APPALACHIA, January–April 1998
by Fred D. Baldwin

"At the start of class," says Geoffrey Strauss, a business education teacher at Union-Endicott High School, in Endicott, New York, "the kids talk to each other. They make friends and make dates. At basketball games, they may sit together instead of on opposing bleachers."

That all sounds ordinary enough, but the classrooms where these students are taking a college-level accounting class are located as much as 30 miles apart. The students, however, can see and talk easily to their teacher and to each other, thanks to a telecommunications network developed by the Broome-Tioga Board of Cooperative Educational Services (BOCES), which itself is part of a large, interconnected series of networks operating in Appalachian New York.

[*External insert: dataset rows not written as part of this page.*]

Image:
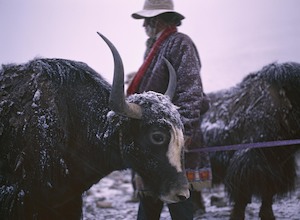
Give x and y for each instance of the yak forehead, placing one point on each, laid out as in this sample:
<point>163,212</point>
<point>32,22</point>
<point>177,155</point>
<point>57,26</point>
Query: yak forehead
<point>157,108</point>
<point>175,148</point>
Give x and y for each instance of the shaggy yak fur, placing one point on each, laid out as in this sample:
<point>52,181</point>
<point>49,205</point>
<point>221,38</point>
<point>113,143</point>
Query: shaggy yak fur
<point>265,106</point>
<point>58,137</point>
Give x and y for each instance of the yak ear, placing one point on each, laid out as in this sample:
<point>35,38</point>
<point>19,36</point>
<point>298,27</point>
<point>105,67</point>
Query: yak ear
<point>117,97</point>
<point>172,80</point>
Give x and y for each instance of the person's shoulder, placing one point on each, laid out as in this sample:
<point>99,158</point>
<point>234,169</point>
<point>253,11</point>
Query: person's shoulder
<point>183,37</point>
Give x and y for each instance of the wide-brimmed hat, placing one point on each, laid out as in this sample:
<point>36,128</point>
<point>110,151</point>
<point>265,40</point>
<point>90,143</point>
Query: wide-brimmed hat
<point>153,8</point>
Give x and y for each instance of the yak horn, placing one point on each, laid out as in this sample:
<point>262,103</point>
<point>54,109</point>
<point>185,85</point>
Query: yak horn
<point>172,80</point>
<point>117,97</point>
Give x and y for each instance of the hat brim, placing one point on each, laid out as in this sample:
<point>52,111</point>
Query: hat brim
<point>152,13</point>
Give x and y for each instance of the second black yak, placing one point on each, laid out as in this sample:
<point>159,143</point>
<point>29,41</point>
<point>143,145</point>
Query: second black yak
<point>265,106</point>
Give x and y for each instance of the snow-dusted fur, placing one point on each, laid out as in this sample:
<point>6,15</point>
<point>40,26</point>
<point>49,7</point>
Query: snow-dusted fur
<point>58,137</point>
<point>265,106</point>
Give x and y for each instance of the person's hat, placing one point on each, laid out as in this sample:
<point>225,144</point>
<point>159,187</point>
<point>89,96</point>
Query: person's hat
<point>153,8</point>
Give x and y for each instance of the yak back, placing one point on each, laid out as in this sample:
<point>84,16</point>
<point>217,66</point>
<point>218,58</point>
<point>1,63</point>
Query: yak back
<point>263,107</point>
<point>52,127</point>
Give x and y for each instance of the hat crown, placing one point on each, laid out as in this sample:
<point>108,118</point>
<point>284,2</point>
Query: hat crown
<point>158,4</point>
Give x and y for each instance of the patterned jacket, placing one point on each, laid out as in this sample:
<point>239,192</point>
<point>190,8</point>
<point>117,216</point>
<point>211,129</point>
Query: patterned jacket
<point>179,49</point>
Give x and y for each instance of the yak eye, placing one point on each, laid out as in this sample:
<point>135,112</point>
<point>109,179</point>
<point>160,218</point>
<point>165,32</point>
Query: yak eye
<point>158,137</point>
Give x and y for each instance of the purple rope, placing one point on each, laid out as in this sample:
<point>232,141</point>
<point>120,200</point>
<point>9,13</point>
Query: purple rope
<point>246,146</point>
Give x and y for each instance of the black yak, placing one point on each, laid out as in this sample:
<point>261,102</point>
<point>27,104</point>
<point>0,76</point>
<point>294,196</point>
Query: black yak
<point>63,128</point>
<point>265,106</point>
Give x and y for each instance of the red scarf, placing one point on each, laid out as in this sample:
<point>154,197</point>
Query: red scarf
<point>134,85</point>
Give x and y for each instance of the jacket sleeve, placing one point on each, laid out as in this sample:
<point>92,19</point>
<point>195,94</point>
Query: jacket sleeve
<point>189,95</point>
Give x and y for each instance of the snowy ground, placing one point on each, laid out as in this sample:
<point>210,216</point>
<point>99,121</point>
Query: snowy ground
<point>110,199</point>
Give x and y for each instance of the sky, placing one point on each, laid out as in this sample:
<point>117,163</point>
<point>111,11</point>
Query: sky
<point>233,37</point>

Over the past few years, students in New York's Appalachian counties have taken Russian, advanced Spanish, music theory, and C++ (a computer programming language)—all courses that their own schools either cannot offer at all or cannot attract enough students to fill. The network has also given students in regular classes access to the Internet for such activities as interviewing a librarian in Ireland and a NASA scientist in Houston. After hours, some of these classrooms have provided (on a pilot basis) the opportunity for a team of doctors in Binghamton to diagnose a rural infant's physical condition, and for social workers, also in Binghamton, to conduct face-to-face interviews with rural residents.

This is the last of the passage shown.